# Visit Visa to UK - Bank Account Balance



## Brando27 (Jun 2, 2014)

Hi everyone, 

I'm applying for a visit visa in UK now, I can provide all the documents they required, however, I am not confident about my bank statement as I dont have a healthy bank account balance, though I can submit my salary certificate and my last 6 months payslip but I still have a doubt for my bank statement. All expenses like food, accomodations and trips will be shouldered by my sponsors.

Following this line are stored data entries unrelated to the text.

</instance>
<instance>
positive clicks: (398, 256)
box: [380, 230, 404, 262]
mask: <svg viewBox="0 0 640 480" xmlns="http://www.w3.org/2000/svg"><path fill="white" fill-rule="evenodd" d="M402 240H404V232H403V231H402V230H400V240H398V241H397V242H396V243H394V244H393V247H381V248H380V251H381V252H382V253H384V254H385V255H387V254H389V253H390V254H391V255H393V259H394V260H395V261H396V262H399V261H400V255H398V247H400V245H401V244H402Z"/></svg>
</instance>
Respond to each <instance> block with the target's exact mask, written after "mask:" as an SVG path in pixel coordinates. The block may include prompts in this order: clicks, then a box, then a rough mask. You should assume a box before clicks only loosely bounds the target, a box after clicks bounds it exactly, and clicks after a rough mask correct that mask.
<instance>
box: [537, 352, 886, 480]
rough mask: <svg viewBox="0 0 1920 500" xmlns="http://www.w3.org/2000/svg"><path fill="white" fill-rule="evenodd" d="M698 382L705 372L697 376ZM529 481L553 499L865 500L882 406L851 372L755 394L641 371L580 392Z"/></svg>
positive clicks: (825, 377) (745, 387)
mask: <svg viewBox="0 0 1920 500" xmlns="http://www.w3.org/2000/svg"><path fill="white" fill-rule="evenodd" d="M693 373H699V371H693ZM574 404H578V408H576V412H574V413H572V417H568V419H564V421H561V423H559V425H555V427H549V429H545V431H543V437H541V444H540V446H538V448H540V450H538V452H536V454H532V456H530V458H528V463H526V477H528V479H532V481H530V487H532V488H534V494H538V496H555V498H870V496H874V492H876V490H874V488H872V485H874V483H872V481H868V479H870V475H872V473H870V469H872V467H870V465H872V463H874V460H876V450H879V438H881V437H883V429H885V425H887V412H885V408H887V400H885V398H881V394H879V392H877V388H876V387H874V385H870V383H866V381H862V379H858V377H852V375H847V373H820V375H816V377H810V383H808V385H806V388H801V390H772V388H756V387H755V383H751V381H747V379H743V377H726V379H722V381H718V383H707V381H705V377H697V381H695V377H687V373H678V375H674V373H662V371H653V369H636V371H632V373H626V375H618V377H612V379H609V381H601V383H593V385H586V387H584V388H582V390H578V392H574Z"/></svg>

I am working in my company for 2.5 yrs now and receiving only 4000 AED per month. How much bank account balance do I need to present upon applying for tourist visa for 2 weeks?

Thanks in advance!


----------



## kismatco (Oct 3, 2012)

i have been to uk before as well as i have applied again for 3 weeks general visit visa , Before i answer your questions one thing who is going to pay for your expenses in uk ? for example if you have family /sponsor they will have to provide their statements as well , I am applying this time myself and i have mentioned 3000 GBP (AED-18462) expense in visa docs including flight and hotel costs , However i will be providing more statements as well in case i need more cash (for example i have mentioned i will also add up my june/july salary as well in case i need more money ... 

All they want to know is you can afford all the expenses in UK and you will return back to uae once you have completed your stay ...

By the way Good luck , my appointment is on 10th of june , fingers crossed


----------



## abdul.dubai (Oct 21, 2010)

*i want to apply from Dubai to UK what document should to submit . any one guide . any one apply from Dubai to UK , as visitor .*


----------



## pamela0810 (Apr 5, 2010)

@Brando27: If you are applying for a TOURIST visit visa, then you will need to show a healthy bank balance. You mentioned that your company will be sponsor your trip. That would mean that it is a business visit visa. You will require a letter from your company confirming that all expenses will be covered by them. Show them the supporting salary certificates and they might be able to grant you the visa. Do you have a corporate credit card? Take those statements too as they might help.

@Kistmatco: He already mentioned who is sponsoring his stay.

@Abdul: Please visit the British Consulate website for details on how to apply and list of all the documents required. You can find the website through google.


----------